Kauba (Kaup)
Goods, wares, merchandise, due to street leading to Tallinn-Väike. A mongrel loanword to say the least. Earliest focal root is probably Lat. caupo (innkeeper or trader), synonymous or shared with copo (the female of which is copa, ±barmaid*), and seems to have spread northward with Roman soldiers, becoming *kaupa-n (to trade/trader) in West Germanic, evolving into the usual culprits of Ger. Kauf, Swedish köp, etc., as well as Old Eng. cīepa and cēap, ending up as ‘cheap’. It spread north-eastward to Dan.
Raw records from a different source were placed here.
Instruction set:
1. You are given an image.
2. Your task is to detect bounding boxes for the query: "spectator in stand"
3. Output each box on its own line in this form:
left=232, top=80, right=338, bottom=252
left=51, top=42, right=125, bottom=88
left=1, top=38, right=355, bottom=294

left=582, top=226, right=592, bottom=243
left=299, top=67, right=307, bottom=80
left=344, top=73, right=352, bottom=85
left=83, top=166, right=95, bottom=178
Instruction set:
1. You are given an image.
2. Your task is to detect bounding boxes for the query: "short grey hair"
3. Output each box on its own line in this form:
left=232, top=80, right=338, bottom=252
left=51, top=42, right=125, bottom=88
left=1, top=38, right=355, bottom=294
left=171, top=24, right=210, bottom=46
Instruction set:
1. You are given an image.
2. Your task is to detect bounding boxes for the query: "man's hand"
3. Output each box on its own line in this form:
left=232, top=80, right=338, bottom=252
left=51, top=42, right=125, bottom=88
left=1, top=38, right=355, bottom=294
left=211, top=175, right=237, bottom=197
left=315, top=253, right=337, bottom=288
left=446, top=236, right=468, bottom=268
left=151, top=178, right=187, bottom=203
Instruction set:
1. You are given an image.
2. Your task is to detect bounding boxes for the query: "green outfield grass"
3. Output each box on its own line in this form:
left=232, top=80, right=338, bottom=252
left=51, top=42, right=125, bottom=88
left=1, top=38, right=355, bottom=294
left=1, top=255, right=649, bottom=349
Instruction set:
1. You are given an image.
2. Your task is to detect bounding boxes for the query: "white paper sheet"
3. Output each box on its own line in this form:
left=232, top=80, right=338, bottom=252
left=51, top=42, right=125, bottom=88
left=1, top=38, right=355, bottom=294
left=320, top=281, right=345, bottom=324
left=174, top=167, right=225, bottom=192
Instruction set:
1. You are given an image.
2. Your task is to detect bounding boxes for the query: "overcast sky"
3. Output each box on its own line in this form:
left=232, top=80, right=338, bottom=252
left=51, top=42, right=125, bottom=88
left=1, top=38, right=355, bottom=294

Copenhagen, København (±trading ‘haven’, but see Hobusepea) of earliest recorded name (11th C ) Køpmannæhafn (Traders’/Merchants’ harbor). Further east again, it lent itself to Finnish for ‘city’, kaupunki (market place), via an archaic dialect or earlier Eastern Scandinavian *köupungR or Old Gutnish *kaupunger. Street previously called Frachtstraße / Waarenstraße (freight or goods, in Ger.), and Товарная (other than its smiling brotherly ‘Comrade’, Rus. Tovarich seems also to have meant someone with whom a sharing of goods or commodities, property or cattle, was involved).
* That Lat. cupa or cuppa (large wooden jar or barrel), generating Eng. cup, Fr. coupe, etc., is related is both very tempting but uncertain.